CULTURA
Al via il 19 gennaio al Caffè Letterario dell’Istituto italiano di Cultura
BUDAPEST – Nuovo appuntamento a Budapest con i grandi romanzi italiani, classici e contemporanei: lunedì 19 gennaio si inaugura nella capitale ungherese il ciclo di incontri al Caffè Letterario dell’Istituto Italiano di Cultura. Per sei mesi, fino a giugno, un appuntamento mensile con un’opera italiana accompagnata da una tazza di caffè da degustare.

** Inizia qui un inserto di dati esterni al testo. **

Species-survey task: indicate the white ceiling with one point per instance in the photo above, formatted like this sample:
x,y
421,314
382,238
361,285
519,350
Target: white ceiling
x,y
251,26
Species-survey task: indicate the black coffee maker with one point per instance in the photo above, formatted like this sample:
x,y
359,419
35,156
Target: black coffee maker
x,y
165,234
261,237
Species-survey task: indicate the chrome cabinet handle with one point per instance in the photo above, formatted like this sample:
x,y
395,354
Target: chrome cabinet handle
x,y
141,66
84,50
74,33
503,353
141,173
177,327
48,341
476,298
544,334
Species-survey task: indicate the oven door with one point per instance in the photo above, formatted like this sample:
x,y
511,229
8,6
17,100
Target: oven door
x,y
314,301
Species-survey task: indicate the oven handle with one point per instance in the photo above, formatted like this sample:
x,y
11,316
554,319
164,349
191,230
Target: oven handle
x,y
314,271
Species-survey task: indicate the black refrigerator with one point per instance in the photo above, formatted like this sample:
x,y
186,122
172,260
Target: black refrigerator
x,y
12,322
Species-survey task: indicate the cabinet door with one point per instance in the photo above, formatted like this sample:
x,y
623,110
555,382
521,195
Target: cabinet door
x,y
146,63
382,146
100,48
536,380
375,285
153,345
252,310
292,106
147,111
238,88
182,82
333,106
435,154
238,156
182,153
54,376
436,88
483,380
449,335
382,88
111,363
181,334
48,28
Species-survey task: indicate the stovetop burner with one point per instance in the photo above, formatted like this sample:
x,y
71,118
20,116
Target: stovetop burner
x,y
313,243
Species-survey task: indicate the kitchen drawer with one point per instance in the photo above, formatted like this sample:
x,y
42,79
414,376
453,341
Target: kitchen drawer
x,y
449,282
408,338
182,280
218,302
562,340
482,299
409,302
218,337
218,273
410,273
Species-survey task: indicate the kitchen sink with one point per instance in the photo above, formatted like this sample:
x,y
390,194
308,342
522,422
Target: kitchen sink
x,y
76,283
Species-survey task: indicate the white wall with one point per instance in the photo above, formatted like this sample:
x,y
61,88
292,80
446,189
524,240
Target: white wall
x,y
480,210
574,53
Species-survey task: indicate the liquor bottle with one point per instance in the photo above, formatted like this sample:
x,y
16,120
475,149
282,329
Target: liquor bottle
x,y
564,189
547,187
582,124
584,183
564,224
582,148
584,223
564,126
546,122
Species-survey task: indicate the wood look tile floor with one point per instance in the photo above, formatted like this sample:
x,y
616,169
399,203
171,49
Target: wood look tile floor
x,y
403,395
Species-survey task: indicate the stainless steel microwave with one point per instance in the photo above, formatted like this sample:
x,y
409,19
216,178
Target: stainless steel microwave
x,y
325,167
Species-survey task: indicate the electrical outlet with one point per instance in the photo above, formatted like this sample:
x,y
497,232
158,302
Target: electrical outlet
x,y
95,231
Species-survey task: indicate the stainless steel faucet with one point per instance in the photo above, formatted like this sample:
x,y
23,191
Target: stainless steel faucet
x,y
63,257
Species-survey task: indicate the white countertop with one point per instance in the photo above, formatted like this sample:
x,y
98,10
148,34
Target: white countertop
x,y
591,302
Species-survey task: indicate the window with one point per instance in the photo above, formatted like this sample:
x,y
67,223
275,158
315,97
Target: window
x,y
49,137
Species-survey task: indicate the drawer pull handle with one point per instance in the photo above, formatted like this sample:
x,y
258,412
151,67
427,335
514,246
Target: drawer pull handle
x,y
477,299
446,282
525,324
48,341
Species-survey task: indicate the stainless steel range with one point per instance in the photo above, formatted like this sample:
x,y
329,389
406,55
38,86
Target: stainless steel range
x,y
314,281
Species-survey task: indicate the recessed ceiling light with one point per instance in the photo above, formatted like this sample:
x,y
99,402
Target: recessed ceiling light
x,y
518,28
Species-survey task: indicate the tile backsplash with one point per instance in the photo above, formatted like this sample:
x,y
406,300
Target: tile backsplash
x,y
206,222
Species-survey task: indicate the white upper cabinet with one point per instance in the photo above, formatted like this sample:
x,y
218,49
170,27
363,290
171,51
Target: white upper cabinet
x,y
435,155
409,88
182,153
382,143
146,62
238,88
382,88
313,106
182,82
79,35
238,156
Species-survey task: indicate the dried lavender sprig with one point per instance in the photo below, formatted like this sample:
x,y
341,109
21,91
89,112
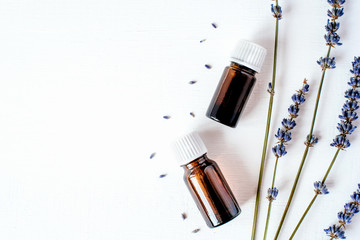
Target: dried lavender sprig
x,y
337,231
284,136
341,142
326,63
277,13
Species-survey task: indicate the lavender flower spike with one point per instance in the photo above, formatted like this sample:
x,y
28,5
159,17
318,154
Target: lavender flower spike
x,y
344,217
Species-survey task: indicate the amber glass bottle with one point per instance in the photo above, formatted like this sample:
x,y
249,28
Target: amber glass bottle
x,y
205,182
236,83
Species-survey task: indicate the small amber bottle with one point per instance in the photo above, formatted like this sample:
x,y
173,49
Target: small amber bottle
x,y
236,83
205,182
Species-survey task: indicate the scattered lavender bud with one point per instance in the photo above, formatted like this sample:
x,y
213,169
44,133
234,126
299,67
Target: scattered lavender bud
x,y
196,230
152,155
192,82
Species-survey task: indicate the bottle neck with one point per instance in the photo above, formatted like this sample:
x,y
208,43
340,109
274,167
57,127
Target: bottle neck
x,y
243,68
196,162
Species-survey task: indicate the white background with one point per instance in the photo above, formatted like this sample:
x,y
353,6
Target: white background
x,y
84,86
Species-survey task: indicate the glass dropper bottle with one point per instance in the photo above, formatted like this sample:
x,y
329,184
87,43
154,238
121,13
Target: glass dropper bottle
x,y
205,182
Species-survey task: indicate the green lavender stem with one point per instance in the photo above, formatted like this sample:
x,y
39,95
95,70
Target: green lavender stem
x,y
305,152
316,194
270,201
266,133
303,216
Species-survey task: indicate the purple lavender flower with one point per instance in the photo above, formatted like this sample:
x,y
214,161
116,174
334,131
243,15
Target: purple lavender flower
x,y
345,217
320,188
279,150
351,207
326,63
276,10
348,111
335,13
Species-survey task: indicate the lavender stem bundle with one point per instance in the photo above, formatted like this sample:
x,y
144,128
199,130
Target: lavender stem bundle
x,y
284,136
331,39
277,14
345,128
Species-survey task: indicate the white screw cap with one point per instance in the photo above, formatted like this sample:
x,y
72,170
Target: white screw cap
x,y
189,148
249,54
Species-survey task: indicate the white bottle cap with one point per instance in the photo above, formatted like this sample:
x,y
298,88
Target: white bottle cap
x,y
249,54
189,148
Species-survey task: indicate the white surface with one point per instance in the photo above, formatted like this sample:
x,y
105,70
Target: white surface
x,y
84,86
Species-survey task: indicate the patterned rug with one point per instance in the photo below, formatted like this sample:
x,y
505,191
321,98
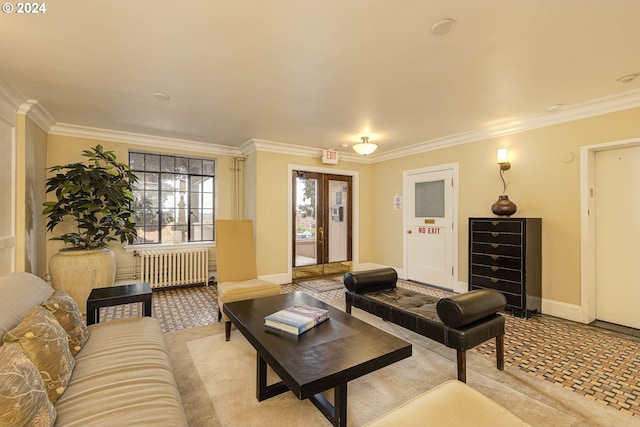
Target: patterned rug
x,y
322,284
601,365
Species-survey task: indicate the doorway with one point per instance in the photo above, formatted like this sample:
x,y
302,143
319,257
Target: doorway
x,y
593,278
617,230
322,224
429,233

Si comincia con “Gli arancini di Montalbano” di Andrea Camilleri raccontato da Michele Sità, per proseguire il 16 febbraio con Margit Lukacs che presenta al pubblico “Sostiene Pereira” e “Tristano muore” di Antonio Tabucchi. Spazio a Paolo Chicca e al suo “La maledizione di Mezzapica” il 9 marzo con la partecipazione di Elisabetta Rolando, mentre il 13 aprile sarà il turno di Imre Barna che racconta “Il nome della rosa” e “Numero zero” di Umberto Eco. Il 25 maggio è di scena Szabo Gyozo con “Il visconte dimezzato”,”Il barone rampante” e “Il cavaliere inesistente” di Italo Calvino, mentre la conclusione l’8 giugno è affidata a Maria Barna con “Quanta stella c’è nel cielo” di Edith Bruck. (Inform)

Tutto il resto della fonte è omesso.